New Delhi: With cellphone companies purging a few million customer accounts to comply with a Union government directive on discontinuing services of subscribers whose information has not been verified, complaints regarding unwarranted deactivations and delays in putting the users back on the network are mounting, at least anecdotally.
While some consumers complain that their connections were terminated without any notice, other subscribers say they cannot get through to the phone firms to receive information on how to reactivate their connections.
The companies, meanwhile, maintain that they either called or sent text messages to customers about the impending action.
Operators had taken out newspaper advertisements asking barred users to approach them with documents.
But consumers, who had submitted their documents while subscribing to connections, were reluctant to submit these again. “When I called them, they said my documents were ‘unavailable,’” said R. Ramanathan, a bank employee from Mumbai. “So, I asked, what does unavailable mean? Have you lost it? If so, tell me.”
Ramanathan, a subscriber of Reliance Communications Ltd, initially refused to submit the documents again, but gave in after remaining disconnected for two weeks.
Ramanathan, one of several barred users who wrote to Mint this week, said he had to send nearly 40 emails over alomst a month to get his connection reactivated. However, his wife’s connection was re-established much sooner. Reliance Communications reactivated it in a few hours after Ramanathan contacted the company’s customer care, he said.
A Reliance Communications spokeman said the company’s policy on disconnections was to first intimate the customer through phone calls and text messages. He said no de-activations were done without informing the subscriber first. “Why would any operator want to lose a customer in a competitive market?” he asked.
Indeed there are no real figures that indicate the extent of such problems in the industry other than anecdotal evidence from individual users.
Mint, for instance, has received reader emails complaining of arbitrary disconnections by several operators. One email is from a retired colonel, Pradeep Kala. A Delhi resident, Kala, who has been using a pre-paid connection from Bharti Airtel Ltd, for six years, says it took eight days to get his connection reactivated after it was abruptly cut without any warning on 2 April.
Kala says he took pains to reach the operator’s customer-care department.
“I tried dialling the short code from my handset, but that was also barred,” he says, “and there was no customer-care number on the website.”
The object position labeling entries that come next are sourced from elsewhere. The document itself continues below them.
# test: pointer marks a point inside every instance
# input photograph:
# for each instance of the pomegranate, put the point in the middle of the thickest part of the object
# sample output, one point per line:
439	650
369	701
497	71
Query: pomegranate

Bharti said it was merely complying with the government directive that a deactivated customer be completely taken off the network, which included calls to customer care helplines.
“We have complied with the process of verification...During this process, we have regularly reminded our customers through SMSs, auto diallers and advertising material to submit their documents before the deadline,” wrote a company spokesman in an email. “The contact number of our helpline is clearly mentioned across all our relationship centres and in the initial purchase kit. Once the documents have been validated at our end, the customer’s mobile connection is activated immediately.”
But, of the six biggest mobile-phone operators, this reporter got through to the customer-care departments of just two—Tata Teleservices and Idea Cellular—despite many attempts.
“We have long been demanding a regulation that would put a proper framework in place for dealing with consumer grievances,” says Sriram Khanna, coordinator for National Consumer Helpline (NCH), a consumer rights organization.
Khanna said NCH will check on operators logging off ‘life-time’ pre-paid subscribers, who pay a one-time fee of around Rs1,000 and get guaranteed incoming calls for 20 years. This pricing plan is seen as being less profitable for most companies. Indian cellular firms have disconnected over five million customers after the verification exercise. The department of telecommunications had asked them to complete the process by 31 March, fearing misuse of cellphones by criminal elements.